Show output un Self service app

DeployAdam
New Contributor III

Hi All,

Wondering how to show output in the self service app. Like when in terminal executing sudo jamf policy it shows what it is doing. I'd like to see the same in the self service app.

9 REPLIES 9

mm2270
Legendary Contributor III

Hmm, natively the Self Service application will only show names of items its executing, like what script its running by name, but isn't going to show the output of that script. I think most people would not want it to as its often too much information for the average user of Self Service.

The only thing I can think of would be to use a 3rd party tool like cocoaDialog with the progress bar mode and feed the command output back to the app to update the progress bar text with what its doing. I've done things like that before when its been needed, so that's a possibility.

Can you elaborate a little more on exactly what your vision is for this? What are you trying to solve here?

jwojda
Valued Contributor II

not to hijack the thread, but I can see a use case for adobe RUM. The only way to find out what it's actually doing when run through Self Service is to have the end user go into Console, find and open the .log file from there. A more user friendly method would be helpful.

DeployAdam
New Contributor III

Well I'd like to be able to give some more control to some teachers on a remote location to use the self service app. If they could somehow see a little bit more output that would be valuable to us system admins. That way we can make some useful tools available to them by self service without them needing us all the time. If something goes wrong they're able to give us some more info other than only the policy was run.

mm2270
Legendary Contributor III

@DeployAdam Would this only be for a select number of policies, or are you looking for a way that details would always be shown for anything they run from Self Service? If its the former, I can see some possibilities, but part of it will depend on the kind of policies they are, i.e. what's actually happening in them.
If you wanted this on any policy, that's going to complicated, since its just not part of how Self Service works.

tcandela
Valued Contributor II

What I do is, In the Self Service Policy you can add a Message in the policies User interaction tab using the 'Start Message' and 'Complete Message' text areas. This will show those messages within the Mac OS notifications

DeployAdam
New Contributor III

I was thinking about perhaps extending a policy with a script that shows detailed progress of the selfservice run policy. So looking for just a little bit more tan a 'Complete" message after a self service policy has ran.

mm2270
Legendary Contributor III

@DeployAdam I get what you're saying. As I mentioned, it is possible to do this, but its not the easiest thing to do for a number of reasons.
One, you can't simply scrape the jamf.log. If you look at your jamf.log, unfortunately, it has little detail on the policy steps. It usually just states what policy its executing, but won't list out the individual steps that made up that policy.
You can get that output by running something like sudo jamf policy or sudo jamf policy -trigger/-id <something> and piping the output from that back into something else to display to the user. But unfortunately, this usually means you need to have 2 policies. One that the user triggers from Self Service, but then that runs a script which calls the actual policy with one of the commands like above, for example, and captures the output. I dislike the idea of creating 2 policies for every Self Service policy I manage, but sometimes its necessary to get the flexibility we're looking for. I'm not sure how you feel about that yourself.

sgoetz
Contributor

Just a thought. You could put in your script Apple Script Dialog boxes that display where it is at in the message or any errors. Something like this:

#!/bin/sh

currentUser=$(stat -f%Su /dev/console)
userUID=$(dscl . read /Users/$currentUser UniqueID | awk {'print $2'})
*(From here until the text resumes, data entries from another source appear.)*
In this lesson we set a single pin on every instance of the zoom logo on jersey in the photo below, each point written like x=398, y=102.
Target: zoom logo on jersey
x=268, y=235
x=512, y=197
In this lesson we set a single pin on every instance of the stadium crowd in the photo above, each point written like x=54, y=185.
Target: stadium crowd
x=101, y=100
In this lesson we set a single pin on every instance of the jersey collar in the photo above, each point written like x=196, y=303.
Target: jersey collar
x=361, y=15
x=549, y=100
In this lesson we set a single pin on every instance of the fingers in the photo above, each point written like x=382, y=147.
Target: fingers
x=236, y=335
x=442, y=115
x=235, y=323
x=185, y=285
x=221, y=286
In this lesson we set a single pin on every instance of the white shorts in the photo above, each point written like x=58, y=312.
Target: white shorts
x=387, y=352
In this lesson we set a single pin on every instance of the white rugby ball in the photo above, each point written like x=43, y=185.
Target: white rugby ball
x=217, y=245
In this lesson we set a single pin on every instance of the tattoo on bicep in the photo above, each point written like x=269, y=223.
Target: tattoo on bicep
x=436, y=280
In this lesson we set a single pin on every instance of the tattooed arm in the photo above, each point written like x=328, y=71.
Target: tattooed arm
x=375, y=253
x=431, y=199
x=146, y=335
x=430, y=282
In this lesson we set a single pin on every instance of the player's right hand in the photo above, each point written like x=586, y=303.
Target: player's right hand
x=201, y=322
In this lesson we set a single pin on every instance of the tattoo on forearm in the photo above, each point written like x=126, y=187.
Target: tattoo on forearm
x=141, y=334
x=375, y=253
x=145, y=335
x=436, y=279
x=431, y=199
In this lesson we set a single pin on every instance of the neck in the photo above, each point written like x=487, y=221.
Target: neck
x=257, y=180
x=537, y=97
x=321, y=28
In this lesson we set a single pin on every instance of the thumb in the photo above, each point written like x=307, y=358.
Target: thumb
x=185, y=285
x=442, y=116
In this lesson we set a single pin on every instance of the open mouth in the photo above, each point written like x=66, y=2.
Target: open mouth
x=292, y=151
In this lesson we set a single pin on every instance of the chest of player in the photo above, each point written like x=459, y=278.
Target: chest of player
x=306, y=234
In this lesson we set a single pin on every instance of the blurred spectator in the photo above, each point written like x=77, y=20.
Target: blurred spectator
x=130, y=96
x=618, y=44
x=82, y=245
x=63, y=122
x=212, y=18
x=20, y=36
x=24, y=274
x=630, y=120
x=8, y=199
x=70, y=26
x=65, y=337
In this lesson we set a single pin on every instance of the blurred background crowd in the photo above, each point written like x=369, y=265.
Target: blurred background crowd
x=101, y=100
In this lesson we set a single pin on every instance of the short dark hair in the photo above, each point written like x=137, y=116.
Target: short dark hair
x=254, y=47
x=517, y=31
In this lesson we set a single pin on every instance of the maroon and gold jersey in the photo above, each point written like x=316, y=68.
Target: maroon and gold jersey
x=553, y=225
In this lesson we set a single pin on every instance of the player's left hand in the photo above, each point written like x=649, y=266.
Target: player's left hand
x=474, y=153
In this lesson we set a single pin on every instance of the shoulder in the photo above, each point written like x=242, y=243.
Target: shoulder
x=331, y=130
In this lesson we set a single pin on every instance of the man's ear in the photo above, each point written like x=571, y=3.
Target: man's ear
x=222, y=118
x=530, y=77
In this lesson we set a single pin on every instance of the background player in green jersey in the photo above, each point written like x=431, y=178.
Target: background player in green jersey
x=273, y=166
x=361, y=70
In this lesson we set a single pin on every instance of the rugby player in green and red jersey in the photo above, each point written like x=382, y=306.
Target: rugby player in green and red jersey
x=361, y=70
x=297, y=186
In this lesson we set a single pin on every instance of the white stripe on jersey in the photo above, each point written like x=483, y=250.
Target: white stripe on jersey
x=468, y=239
launchctl asuser $userUID /usr/bin/osascript <<EOF
display dialog "Enforcing MDM Profiles" with title "MDM"

EOF

jamf mdm

The code above is just a quick write up and will need to be tested. Anyways, just an idea.

Thanks

Shawn G

Look
Valued Contributor III

@jwojda
Specifically for your use case, one thing I use occasionally for feeding back info like that is to have a script just open the log/txt/etc... file into Safari or another browser. You could use another program or specifically Console for log files, although I quite like the browsers as they tend to take and display just about any file type reasonably well.